In Christian mythology, the seraphim were divine warrior angels, which typically manifested in the form of great wheels of fire with six wings hiding their true form, which was too terrible for the eyes of humans to behold. The word “spectral” means that something is like a ghost, and there is a DC comics character called The Spectre, who is a seraphim who acts as the embodiment of divine wrath. Both of these words, therefore, have an element of the divine, a sense of being something otherworldly that haunts those who witness it.
Whether all of this is a coincidence (it almost definitely is, please do not try and make a conspiracy out of it, as fun as that may sound) or if the two groups have accurate names (they do) matters not, because the Seraphic Fire vocal group and the Spektral Quartet, a string group based in Chicago, united together to perform Haydn’s “The Seven Last Words of Christ” to great fanfare in the Chapel Friday, April 18.
The piece, which is a traditional meditation on the seven last phrases Christ spoke before he died on the cross, worked as a perfect soundtrack for Good Friday, the unified voices of the Seraphic Fire overlapping perfectly with the Spektral Quartet’s music, both of them equally excellent alone but synergizing to create something greater when together. In a performance that lasted a little over an hour, they delivered waves upon waves of music with voice and instrument, creating a sort of comforting shroud of sound that enveloped the audience, so much that you could see people starting to drift out into some other place, the sound their only companion.

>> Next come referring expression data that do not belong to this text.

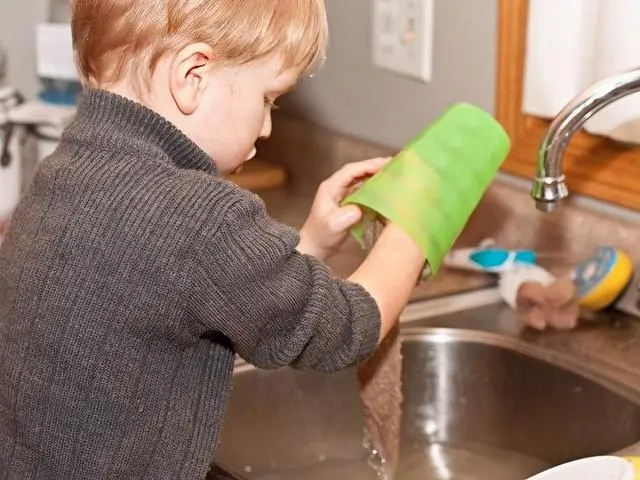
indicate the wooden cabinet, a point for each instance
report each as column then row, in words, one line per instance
column 594, row 166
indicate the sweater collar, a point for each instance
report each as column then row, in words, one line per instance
column 118, row 123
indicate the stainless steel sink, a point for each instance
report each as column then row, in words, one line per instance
column 477, row 405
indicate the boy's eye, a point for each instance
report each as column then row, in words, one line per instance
column 270, row 103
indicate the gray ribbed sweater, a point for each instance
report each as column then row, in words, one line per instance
column 129, row 278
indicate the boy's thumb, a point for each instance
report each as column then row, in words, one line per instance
column 345, row 217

But they are the Seraphic Fire and the Spektral quartet, and no matter how comforting or beautiful the music is, it is still haunting. The words they sing are in German, but the translations provided for the audience are of Christ’s dying pleading to God. The string music accompanies the feeling, and adds tragedy into the chorus. When the performance is over, we clapped, but there was a weight on our chests, a heaviness resulting from what we had heard. We would be haunted by this performance for a long time yet to come.